The road leading through the hamlet was originally part of a Roman Road linking Bainbridge with Ilkley, which descended from Kidstones Pass to the north of Cray, past the hamlet, and through Rakes Wood to the east to get to Buckden.

The hamlet has one pub, The White Lion Inn, which is said to have derived its name from the roar and foam from High Cray Falls (above the village to the east), which in extreme windy weather, forces the water back up the waterfall. There are other pubs in the area (The George Inn in Hubberholme, and The Buck Inn in Buckden), but the White Lion is recognised as being the highest pub in Upper Wharfedale. A public house is believed to have been on the site since the 14th century, and was known to be a drovers inn.

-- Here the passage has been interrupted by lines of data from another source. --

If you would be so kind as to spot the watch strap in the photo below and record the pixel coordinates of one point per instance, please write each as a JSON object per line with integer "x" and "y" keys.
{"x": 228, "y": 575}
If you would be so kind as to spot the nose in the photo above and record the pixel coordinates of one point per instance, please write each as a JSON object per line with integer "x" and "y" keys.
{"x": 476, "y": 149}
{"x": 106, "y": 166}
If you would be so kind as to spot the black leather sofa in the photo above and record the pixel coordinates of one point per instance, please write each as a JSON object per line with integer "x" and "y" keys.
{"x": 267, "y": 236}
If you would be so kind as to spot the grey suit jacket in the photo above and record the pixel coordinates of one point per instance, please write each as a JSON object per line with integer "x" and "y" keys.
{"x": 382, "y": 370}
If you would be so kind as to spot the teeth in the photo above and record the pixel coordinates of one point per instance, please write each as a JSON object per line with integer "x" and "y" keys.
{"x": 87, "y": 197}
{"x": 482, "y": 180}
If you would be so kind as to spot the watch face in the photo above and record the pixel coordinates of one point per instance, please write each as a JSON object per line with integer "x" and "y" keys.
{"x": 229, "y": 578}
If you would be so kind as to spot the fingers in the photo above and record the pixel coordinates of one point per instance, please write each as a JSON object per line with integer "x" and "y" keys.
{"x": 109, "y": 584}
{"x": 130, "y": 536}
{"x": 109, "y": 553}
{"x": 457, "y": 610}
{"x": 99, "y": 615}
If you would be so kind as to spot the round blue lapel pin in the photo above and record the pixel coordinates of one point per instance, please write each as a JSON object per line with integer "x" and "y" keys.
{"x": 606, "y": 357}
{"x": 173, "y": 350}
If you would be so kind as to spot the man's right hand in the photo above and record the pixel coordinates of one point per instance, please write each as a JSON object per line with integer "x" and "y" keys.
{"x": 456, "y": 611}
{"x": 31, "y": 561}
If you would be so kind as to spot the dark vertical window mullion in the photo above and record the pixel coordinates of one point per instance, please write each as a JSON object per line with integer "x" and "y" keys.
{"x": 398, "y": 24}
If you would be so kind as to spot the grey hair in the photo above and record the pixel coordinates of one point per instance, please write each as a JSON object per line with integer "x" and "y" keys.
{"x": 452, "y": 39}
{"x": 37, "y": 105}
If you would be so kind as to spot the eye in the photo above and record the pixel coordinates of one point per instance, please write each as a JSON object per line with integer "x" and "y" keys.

On 5 July 2014, the Tour de France Stage 1 from Leeds to Harrogate passed through the village. The village was also the start of the Category 4 climb, Côte de Cray, which lasted for 1.6 km at an average gradient of 7.1%. The climb was at the 68 km point in the stage and Benoit Jarrier was the first rider over the top to claim the only point available for the King of the Mountain Competition The climb was repeated during the Elite Men's race in the 2019 UCI Road World Championships.

The long-distance walk, a Pennine Journey, passes through Cray, with Alfred Wainwright noting that the hamlet should be "... amongst the most loveliest of Wharfedale's hamlets, yet it is not, and it is difficult to explain why it falls short of the high standard you have come to expect".